Although many works tackle specific sections of German history, some handle the country thoughout its entire existence. The following is my selection of the top five. Books relating to the period 1806 - 1918
and 1918 - 1939
can be found via the relevant links.
Balfour's book takes the 'long view' of German history, tracing the formation of this modern nation through the medieval period. In doing so, the author seeks to answer questions about recent German history, including the country's role in both World Wars and the European Union. The resulting volume will be of interest to a wide range of readers.
With this work Fulbrook and Breuilly have produced a marvelous textbook for the mid to higher level student (and, of course, any interested non-students!) All the major themes are covered with clarity and flair, while tables, maps and other material provide an informative and attractive content. Longstanding ideas on German history are also debated.

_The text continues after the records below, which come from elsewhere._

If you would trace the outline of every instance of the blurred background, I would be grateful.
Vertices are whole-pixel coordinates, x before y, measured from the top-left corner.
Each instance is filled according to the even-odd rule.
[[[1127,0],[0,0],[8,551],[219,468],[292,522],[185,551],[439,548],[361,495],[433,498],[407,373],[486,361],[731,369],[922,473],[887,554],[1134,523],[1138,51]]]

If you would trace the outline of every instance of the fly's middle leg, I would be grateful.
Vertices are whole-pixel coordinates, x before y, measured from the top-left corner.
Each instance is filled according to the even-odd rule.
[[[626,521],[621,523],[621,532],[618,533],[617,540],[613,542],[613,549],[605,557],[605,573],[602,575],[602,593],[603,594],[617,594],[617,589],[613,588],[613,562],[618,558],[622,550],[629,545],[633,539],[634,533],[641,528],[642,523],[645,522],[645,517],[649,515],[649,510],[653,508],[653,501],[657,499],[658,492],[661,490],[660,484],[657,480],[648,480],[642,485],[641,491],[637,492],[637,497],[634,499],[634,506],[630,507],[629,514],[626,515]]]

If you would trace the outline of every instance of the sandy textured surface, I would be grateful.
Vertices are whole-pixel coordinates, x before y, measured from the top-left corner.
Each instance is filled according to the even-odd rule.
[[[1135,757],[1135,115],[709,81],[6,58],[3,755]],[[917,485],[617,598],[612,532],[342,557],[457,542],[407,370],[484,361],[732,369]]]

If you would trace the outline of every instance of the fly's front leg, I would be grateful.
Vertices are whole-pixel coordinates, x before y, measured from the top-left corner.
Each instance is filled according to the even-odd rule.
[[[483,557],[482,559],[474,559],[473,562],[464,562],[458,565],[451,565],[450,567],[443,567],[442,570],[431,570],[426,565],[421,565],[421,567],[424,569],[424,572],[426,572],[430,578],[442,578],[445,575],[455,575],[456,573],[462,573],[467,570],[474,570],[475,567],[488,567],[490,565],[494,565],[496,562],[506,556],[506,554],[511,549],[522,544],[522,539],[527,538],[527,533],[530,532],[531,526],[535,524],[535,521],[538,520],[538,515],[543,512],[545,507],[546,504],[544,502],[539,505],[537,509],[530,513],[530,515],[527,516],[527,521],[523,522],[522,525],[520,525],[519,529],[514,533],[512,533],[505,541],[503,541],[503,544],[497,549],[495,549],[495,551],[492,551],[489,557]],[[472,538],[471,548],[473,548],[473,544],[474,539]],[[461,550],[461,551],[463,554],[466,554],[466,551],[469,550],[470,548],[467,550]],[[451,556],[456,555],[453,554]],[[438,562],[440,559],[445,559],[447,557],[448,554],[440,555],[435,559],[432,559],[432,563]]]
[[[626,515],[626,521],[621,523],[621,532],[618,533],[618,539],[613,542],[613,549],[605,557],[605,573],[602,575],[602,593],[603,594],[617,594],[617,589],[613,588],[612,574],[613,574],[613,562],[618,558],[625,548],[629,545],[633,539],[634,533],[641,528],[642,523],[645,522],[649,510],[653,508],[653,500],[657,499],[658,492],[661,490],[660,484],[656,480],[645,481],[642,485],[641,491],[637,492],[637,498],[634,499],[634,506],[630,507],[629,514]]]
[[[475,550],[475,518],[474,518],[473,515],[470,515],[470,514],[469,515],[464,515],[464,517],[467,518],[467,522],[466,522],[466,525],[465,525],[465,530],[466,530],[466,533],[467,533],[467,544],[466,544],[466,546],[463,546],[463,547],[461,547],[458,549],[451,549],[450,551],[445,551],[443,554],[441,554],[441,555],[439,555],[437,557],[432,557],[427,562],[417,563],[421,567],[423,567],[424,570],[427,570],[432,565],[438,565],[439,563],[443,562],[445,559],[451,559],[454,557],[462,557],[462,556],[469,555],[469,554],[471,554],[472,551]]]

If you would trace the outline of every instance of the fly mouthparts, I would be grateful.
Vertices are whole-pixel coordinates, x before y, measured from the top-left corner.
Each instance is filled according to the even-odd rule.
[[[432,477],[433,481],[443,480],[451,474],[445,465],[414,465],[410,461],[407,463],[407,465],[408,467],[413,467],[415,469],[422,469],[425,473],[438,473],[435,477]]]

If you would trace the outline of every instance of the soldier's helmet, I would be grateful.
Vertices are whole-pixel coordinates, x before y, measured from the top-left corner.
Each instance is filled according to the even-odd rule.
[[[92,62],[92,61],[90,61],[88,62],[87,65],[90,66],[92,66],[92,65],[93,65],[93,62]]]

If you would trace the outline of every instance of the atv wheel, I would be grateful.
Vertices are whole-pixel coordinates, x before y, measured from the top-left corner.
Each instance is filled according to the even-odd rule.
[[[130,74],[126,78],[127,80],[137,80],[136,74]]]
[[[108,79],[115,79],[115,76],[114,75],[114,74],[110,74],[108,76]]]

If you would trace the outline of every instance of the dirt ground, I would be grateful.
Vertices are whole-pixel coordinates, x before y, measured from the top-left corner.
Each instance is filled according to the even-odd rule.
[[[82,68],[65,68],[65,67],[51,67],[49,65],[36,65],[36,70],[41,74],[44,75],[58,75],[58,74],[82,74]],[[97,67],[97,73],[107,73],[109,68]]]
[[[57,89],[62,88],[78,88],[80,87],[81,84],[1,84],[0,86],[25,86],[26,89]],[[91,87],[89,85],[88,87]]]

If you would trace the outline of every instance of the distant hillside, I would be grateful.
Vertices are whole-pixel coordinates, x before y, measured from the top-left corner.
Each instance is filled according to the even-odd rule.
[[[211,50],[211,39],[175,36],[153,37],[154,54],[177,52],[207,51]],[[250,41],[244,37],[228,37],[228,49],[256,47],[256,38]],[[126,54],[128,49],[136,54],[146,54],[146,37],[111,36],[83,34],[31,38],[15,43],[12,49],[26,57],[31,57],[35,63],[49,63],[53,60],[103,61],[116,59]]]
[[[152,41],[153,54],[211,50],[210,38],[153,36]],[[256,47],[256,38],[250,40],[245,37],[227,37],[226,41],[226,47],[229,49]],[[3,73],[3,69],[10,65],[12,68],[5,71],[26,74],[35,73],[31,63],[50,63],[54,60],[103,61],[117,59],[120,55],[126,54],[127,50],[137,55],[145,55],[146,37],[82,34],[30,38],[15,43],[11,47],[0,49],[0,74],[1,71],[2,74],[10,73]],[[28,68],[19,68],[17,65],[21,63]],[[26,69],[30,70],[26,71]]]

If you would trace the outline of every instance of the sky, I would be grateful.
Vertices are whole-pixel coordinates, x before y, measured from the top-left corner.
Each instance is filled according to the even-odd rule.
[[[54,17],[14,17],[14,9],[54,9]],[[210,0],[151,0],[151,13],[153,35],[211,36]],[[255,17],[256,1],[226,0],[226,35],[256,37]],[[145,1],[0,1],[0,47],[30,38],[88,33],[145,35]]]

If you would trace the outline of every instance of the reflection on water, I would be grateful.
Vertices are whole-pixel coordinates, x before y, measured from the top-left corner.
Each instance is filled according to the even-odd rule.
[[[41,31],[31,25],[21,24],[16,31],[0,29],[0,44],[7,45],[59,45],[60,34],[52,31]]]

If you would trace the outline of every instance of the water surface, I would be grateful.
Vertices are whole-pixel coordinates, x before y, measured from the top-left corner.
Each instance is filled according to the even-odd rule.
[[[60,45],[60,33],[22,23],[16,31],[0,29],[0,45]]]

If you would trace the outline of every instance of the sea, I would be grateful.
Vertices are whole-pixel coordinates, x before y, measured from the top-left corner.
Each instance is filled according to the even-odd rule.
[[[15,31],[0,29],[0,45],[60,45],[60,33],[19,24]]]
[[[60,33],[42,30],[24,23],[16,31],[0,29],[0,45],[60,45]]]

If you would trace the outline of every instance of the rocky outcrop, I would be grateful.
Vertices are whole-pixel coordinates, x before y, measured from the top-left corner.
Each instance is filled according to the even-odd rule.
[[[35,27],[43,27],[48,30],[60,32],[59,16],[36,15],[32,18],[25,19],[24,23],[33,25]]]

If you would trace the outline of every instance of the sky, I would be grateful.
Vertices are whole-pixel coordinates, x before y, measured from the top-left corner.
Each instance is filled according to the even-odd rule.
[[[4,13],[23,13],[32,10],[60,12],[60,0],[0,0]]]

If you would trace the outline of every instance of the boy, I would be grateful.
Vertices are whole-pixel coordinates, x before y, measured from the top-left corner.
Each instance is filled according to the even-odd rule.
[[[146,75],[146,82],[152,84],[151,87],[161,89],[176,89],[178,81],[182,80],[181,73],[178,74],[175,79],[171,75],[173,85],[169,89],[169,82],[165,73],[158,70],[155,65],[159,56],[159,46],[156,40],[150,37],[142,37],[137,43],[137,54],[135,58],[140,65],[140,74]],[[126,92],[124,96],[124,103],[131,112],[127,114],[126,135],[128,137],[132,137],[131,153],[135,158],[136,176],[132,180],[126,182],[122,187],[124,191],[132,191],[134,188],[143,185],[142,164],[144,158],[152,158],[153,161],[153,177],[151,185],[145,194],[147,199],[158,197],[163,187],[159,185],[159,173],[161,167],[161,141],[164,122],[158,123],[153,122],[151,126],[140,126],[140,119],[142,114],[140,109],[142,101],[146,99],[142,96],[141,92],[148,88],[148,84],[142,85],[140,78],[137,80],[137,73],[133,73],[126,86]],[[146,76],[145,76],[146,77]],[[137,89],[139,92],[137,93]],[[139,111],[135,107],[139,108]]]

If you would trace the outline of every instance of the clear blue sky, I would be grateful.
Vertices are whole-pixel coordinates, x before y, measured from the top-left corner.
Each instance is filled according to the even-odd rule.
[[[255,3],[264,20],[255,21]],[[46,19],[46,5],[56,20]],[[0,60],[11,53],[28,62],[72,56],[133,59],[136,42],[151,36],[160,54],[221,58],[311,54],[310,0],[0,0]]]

A fairly detailed account by William Carr, this book covers almost the whole period of Germany's existence as a country, using the Congress if Vienna (which redrew Europe in the aftermath of Napoleon's Empire) and the anti-Soviet revolution of the late 1980's as bookends. A History of Germany has become one of the standard student textbooks. Try and get the new fourth edition.
This book should fascinate anyone with a basic knowledge of Germany, for it presents twelve essays, each of which outline a different historical development or controversy regarding the country. As expected, the Holocaust and economics feature, but so do other themes, and those who believe that history is a clear-cut subject will be surprised. The essays concern the era 1870 - 1945.
This, the third and final volume of the 'New Social and Economic History' of Germany, covers the period 1800 until today. A wide variety of themes are covered in a number of ways, from the standard 'names and date' to the more thematic. Volume's 1 (1450-1630) and 2 (1630 - 1800) are also available.